It will be understood in Figures 7, 9 and 11 that while the cam means are shown in the form of a single cam, usually rotated by a stepping motor mounted at one end of the die, that double or multiple cams can be used such as shown in Figures 5 and 6.
Figure 13 shows a diagrammatic sketch of a coating apparatus making use of the preferred wiping dies of the invention as shown in Figures 1 through 4. In Figure 13, a coating pot 81 for a hot-dip-coating-type metal such as aluminum, zinc or aluminum-zinc, shown as a pool of molten coating metal 83 in the pot 81, is arranged with a sinker roll 85 held at a predetermined depth within the molten metal 83 and a stabilizer roll 86 just below the surface of the molten metal. A metal strip such as a steel strip 87 passes into the hot metal through the surface after having passed over guide rolls 89, 91 and 93. The guide rolls 89 and 91 are contained within a muffle furnace 95 where the strip is heated, usually in a reducing atmosphere, prior to passing into the molten metal 83. A pair of gas wiping dies 97 and 99, which as indicated above, are substantially identical to those shown diagrammatically in Figures 1 through 4 are supported upon structural support members 101 and 103 upon which they are pivoted at 102 and 104 at a predetermined height above the hot metal bath.

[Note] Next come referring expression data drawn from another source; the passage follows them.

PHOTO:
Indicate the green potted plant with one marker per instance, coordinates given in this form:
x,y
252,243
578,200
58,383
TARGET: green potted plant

The steel strip 87 passes upwardly from the sinker roll 85 past the stabilizer roll 86 and between the gas wiping dies 97 and 99 in a position such that each side of the strip will be wiped by a preheated pressurized gas curtain issuing from the slot orifice of each wiping die. The wiping dies 97 and 99 are both provided with cam means 107 and 109 acting through push rod means 111 and 113 to bias the lower lips of the wiping dies 97 and 99 to provide a differential thickness curtain of gas to wipe the surface of the strip 87 in order to establish a desired thickness of coating upon such surface. The wiping dies 97 and 99 are shown partially broken away to reveal the push rod means 111 and 113 extending vertically inside.
The gas curtain issuing from the slot orifices of the gas wiping dies serves to wipe back excess coating into the coating bath 83. The gas for the wiping dies 97 and 99 is provided through headers 115 and 117 which are supplied with the gas through any suitable source. An electrical stepping motor is provided in conjunction with each coating die 97 and 99 to control the rotation of the cam means 107 and 109. Meanwhile, a main computer control means 121 is supplied to control the wiping of the strip or sheet automatically. The computer control means 121 is, in itself, controlled from a console 123 which may provide, through manual manipulation, input data indicating what thickness of coating is to be applied to the surface of the strip or sheet. The main computer control is provided with a number of sensors 125, 127 and 129 to detect respectively, the temperature of the strip issuing from the muffle furnace 95 and passing through the snout or hood 96, the temperature of the hot metal bath 83, the thickness of coating on the strip issuing from the bath on both sides of the strip, the temperature detector on the one side of the strip being denoted as detector 129A and the detector on the other side of the strip being denoted as detector 129B. A further detector, again with one detector on each side of the strip, is a coating thickness detector pair 131A and 131B provided above the wiping dies. The two detectors 131A and 131B detect the final coating thickness after the strip has passed through the coating detectors and preferably after the coating has solidified upon the surface of the strip, although this is not strictly necessary. Each one of these detectors is connected to the main computer control by a suitable signal line.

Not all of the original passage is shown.